India-based PepperTap announced this week that it is shutting down its on-demand grocery delivery service, citing several growing, unavoidable problems of money and scale.
In the last year, PepperTap had raised $50 million from a host of investors, including BEENEXT, InnoVen Capital India, JAFCO Japan, ru-Net, SAIF Partners, and India-based online marketplace Snapdeal. And one very well-known Silicon Valley firm, Sequoia Capital, had funded PepperTap as early as its seed round.
But $50 million isn’t enough when you’ve quickly stretched yourself to 17 cities (across India) and have to fulfill an average of 20,000 daily orders. Even harder when you’re not an Amazon, with warehouses full of goods where you know your exact inventory at all time, but instead are operating as an on-demand company connected to a multitude of local stores.
Ultimately, PepperTap says it failed for three reasons. First, it wasn’t able to create sophisticated integration with all its partner stores, meaning inventory counts lagged and customer orders constantly needed to be amended. Second, as with Uber and Lyft in the ridesharing battle, PepperTap constantly had to offer deep discounts on orders to entice customers to use its platform. And that led to the third big problem, which was simply a matter of maintaining momentum without running out of cash too quickly. In today’s VC landscape, that problem just grew too big.
The closing of PepperTap’s delivery service today comes a little over a month after Ola Cabs, a competitor of Uber’s in India, announced that it was shutting down Ola Café and Ola Store. Those were two food delivery apps launched in 2015 by Ola as experiments, but they ended up failing.
And yet, the food tech space is far from dead. A month ago, BigBasket, another online grocery shopping platform in India, secured $150 million in new funding led by the Abraaj Group with support from several existing investors. In 2015, the food tech space raised $5.7 billion across 275 deals, according to CB Insights, an increase of 152 percent in funding and 102 percent in deals compared to the year prior.
In its long story of how it continually faced more and more problems, the company shares a vision of where it’s going:
“PepperTap was born to be a logistics company – the one thing we could call our core competency was optimisation of delivery fleets, routes and general logistics.
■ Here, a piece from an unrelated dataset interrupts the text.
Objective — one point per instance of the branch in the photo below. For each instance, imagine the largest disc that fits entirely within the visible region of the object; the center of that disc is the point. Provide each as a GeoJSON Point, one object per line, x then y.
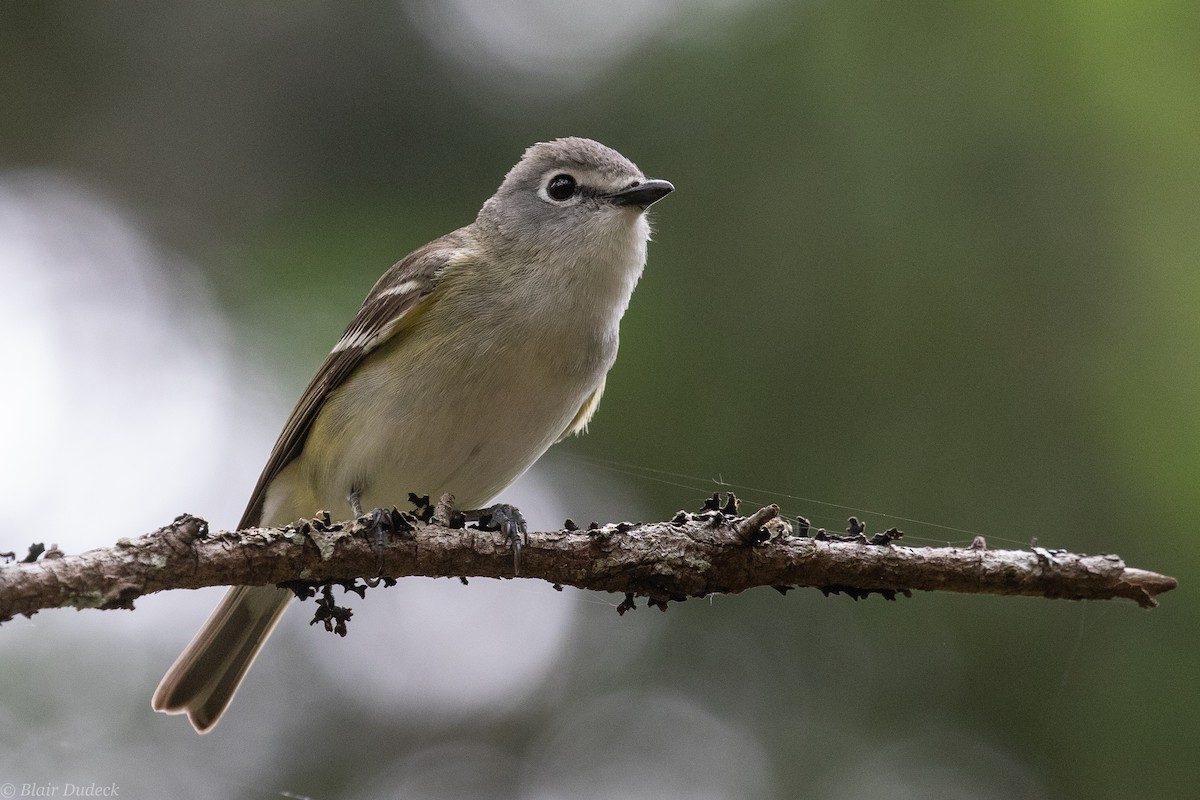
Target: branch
{"type": "Point", "coordinates": [691, 555]}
We just needed to revisit some of the basics of the business, this time with a stronger technology lens, and set the wheels in motion.”
Though PepperTap provides tons of details about the business problems it wrestled with over the past year, details about its future plans are a bit more scant. What we have is the above, a description of the company as focusing on fleet optimization, route information, and logistics technology. I’ve reached out to the company to see if they would share more about their future plans, and will update if I hear back.